I could continue to use words to attempt to communicate our shared experience with this community. But let me tell of one specific event that I experienced here that has touched me deeply. On Wednesday evenings, the community hosts a worship meeting and teaching of the Bible. Last Wednesday we attended. A noticeable characteristic of the community is their commitment to excellence, which was in no way lacking that night as we listened to the instruments and voices lead the group into a time of honoring God with music. I had come to the meeting with a feeling of awe and amazement, struggling to believe that a place as such as I was experiencing now could actually be real. This feeling was leading me to tears of joy (which I commonly experience during times of sincere worship). I, being situated in the middle of the building, in the center of the crowd of worshipers, I found myself moved by the beauty of what I heard, saw and felt. Everyone around me was standing with arms raised high in gratitude as they sang. I, too, stood. I, too, raised my hands (which for me is mostly uncommon as I tend to enjoy being more contemplative and less demonstrative). My tears of joy were increasing in intensity with the music until I found myself weeping and laughing out loud (at the same time, weird right?). With arms fully extended I physically felt my heart becoming warm in a way I have never experienced before. It was as if God was connecting with me in a new way, as if he was coming and touching my heart. I was filled with a joy that was new to me and I felt a calm and gentle peace. The rest of the evening was as I would have anticipated. Good music, good teaching, and a good time of socializing afterwards. But I came away from that meeting with a fresh experience of the love of God that I pray I will never forget.
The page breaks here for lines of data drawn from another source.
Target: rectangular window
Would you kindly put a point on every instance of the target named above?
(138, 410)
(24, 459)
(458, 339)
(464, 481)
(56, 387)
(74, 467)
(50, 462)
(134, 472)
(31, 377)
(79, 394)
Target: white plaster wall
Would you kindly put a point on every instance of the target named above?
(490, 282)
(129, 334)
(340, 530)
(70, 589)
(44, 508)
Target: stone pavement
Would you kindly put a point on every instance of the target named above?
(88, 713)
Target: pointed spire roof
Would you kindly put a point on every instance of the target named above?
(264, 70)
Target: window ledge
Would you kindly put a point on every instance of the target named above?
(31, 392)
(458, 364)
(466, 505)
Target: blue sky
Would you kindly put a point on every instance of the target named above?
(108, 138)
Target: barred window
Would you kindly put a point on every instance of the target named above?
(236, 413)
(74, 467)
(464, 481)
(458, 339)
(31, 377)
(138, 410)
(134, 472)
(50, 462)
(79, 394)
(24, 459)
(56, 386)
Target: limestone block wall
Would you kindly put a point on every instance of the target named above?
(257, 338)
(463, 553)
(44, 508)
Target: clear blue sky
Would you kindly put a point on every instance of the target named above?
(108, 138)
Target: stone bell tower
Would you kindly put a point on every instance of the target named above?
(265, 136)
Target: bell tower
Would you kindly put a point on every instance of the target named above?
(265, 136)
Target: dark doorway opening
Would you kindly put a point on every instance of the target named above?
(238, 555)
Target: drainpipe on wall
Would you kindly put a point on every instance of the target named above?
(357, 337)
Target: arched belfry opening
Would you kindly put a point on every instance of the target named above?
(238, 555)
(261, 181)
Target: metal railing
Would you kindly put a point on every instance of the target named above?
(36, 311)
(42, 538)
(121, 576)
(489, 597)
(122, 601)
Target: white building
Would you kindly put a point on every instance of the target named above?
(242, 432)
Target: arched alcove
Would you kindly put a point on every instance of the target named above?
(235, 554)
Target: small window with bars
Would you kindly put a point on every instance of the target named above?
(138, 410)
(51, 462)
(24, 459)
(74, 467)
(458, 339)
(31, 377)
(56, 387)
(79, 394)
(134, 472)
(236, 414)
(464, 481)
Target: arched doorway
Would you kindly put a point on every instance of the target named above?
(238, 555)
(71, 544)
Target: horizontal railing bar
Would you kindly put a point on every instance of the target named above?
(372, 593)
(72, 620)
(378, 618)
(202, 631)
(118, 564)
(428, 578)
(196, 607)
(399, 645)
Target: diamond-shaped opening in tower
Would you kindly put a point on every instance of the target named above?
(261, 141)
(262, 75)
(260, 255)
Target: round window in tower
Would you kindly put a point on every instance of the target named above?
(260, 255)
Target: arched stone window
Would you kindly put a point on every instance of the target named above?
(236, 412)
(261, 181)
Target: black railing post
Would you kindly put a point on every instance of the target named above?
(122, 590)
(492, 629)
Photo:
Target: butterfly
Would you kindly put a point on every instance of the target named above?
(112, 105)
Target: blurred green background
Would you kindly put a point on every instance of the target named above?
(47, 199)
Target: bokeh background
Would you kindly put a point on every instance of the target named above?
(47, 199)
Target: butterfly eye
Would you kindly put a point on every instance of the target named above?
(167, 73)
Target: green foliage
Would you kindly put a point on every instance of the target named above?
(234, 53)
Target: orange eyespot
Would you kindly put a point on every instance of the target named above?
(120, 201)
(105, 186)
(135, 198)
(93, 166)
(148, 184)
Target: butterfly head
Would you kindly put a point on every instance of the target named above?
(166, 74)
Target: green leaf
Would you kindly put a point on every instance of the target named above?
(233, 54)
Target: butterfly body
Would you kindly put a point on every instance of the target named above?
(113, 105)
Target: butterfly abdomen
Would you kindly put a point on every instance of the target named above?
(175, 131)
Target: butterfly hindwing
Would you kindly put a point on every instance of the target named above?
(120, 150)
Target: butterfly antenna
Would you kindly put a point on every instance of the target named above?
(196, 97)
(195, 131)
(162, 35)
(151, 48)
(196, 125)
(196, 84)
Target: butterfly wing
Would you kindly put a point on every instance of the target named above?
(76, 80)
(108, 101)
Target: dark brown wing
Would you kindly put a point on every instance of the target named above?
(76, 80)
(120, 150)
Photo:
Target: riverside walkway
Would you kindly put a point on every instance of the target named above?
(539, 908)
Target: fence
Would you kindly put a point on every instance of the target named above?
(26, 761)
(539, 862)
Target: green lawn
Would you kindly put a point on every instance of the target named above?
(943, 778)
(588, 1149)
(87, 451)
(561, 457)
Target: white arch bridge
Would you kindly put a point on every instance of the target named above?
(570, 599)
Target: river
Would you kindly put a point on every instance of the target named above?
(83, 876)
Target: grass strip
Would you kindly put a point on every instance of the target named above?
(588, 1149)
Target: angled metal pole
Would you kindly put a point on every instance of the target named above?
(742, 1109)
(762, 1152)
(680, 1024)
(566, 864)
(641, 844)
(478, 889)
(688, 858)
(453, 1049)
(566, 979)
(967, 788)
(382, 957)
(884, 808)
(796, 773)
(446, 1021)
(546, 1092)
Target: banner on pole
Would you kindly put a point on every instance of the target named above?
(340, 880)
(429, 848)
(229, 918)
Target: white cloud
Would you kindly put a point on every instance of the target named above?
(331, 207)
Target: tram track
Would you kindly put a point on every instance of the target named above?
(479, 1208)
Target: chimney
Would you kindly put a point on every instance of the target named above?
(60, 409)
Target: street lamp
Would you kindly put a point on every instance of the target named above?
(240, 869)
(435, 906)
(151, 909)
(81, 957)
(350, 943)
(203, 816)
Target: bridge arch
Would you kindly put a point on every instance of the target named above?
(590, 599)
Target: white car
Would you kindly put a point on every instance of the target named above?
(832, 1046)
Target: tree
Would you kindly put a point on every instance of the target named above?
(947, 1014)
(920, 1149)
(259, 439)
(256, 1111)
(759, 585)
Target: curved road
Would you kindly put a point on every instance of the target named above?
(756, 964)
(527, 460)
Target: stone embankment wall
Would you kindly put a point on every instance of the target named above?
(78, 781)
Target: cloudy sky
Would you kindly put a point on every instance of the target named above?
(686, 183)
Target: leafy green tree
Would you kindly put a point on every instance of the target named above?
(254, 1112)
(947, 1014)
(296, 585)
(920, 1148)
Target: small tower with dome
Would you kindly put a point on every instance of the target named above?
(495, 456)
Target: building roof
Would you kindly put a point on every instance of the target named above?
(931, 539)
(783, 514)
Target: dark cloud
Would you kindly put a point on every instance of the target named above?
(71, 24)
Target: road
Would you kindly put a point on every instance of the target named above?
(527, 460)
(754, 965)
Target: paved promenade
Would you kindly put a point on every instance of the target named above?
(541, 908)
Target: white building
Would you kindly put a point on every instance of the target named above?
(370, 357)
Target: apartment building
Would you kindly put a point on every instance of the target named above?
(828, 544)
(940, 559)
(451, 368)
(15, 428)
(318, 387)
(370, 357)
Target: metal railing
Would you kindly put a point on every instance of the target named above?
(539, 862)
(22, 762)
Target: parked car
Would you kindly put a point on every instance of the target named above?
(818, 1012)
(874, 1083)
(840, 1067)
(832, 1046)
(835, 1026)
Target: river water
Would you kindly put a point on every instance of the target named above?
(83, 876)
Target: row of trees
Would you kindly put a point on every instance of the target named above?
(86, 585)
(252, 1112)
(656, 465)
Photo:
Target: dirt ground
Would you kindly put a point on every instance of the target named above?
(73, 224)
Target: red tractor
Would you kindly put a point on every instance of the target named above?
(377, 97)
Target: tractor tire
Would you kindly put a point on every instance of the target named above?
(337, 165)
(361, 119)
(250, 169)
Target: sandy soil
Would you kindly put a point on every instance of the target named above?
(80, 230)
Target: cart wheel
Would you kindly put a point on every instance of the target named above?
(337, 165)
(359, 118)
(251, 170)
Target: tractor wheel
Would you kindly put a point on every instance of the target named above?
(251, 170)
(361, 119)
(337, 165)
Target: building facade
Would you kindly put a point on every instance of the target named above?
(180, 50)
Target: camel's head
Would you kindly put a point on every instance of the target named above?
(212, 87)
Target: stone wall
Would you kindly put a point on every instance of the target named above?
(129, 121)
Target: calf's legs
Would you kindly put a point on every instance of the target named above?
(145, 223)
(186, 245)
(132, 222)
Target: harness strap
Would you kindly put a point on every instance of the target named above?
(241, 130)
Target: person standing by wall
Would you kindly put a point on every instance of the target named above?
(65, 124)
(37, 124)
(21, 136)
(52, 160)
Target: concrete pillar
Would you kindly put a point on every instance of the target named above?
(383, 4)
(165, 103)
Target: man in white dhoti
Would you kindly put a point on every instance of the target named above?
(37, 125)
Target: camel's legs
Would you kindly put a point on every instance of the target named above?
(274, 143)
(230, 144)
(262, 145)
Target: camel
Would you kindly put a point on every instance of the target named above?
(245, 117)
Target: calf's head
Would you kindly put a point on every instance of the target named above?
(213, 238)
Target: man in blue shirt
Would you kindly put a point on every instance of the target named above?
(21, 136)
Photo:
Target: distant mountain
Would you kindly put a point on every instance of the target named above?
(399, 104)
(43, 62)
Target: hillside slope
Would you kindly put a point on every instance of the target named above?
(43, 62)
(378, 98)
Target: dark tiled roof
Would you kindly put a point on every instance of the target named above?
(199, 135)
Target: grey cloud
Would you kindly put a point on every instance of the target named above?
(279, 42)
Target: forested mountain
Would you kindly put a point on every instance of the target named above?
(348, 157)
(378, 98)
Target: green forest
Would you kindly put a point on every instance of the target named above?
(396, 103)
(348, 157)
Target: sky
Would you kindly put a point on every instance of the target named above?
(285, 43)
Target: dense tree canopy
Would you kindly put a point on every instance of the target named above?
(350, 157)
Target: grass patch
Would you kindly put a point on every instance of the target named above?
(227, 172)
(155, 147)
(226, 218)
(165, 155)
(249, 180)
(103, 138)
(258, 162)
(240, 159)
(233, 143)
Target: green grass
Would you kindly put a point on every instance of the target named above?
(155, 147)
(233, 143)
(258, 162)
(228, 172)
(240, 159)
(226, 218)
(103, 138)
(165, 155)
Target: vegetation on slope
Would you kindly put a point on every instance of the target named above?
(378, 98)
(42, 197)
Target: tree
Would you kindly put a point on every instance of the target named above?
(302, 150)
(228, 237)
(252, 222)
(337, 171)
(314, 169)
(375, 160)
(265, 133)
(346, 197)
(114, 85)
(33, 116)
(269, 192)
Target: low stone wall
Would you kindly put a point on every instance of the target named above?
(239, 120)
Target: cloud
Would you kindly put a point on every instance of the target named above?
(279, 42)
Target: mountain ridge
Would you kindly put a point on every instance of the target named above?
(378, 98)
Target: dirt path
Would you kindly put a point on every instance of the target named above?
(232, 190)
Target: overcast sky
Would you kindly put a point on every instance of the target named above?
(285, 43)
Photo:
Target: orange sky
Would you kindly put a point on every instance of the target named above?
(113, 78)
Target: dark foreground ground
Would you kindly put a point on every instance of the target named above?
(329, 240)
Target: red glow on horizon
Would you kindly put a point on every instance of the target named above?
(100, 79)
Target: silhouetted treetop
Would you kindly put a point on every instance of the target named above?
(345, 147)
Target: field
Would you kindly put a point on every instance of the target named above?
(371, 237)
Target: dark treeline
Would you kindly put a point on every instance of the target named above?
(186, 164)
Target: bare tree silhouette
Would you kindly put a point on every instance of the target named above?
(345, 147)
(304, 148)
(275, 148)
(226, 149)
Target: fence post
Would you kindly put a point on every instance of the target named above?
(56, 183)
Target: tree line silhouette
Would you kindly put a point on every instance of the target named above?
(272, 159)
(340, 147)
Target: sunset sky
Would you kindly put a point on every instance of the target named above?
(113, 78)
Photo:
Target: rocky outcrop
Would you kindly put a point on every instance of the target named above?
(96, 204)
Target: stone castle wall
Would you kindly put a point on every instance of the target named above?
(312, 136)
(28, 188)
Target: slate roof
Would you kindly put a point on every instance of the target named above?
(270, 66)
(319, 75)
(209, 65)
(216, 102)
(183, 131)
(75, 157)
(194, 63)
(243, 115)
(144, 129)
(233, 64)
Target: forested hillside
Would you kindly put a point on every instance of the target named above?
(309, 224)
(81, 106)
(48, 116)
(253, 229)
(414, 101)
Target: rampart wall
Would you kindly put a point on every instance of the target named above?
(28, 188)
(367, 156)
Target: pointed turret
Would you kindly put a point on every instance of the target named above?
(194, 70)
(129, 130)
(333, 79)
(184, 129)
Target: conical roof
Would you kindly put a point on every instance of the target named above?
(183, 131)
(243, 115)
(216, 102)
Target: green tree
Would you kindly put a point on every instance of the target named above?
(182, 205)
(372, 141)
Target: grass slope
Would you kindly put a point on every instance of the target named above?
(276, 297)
Again, I could go on and on, attempting to share stories and experiences of the unbelievable time we are sharing with this community of believers. But I feel words are inadequate and experience is far to difficult to describe in the context of a blog post. I will conclude by leaving you all with this. I have experienced something that, in the past, was something I only knew about in my mind. But now, for the first time, I have experienced it as something real, something actual, something that can be lived in and experienced. I do not now know what this means for my life to come, only that I know I have much more to pray about and to search through as I look towards the future.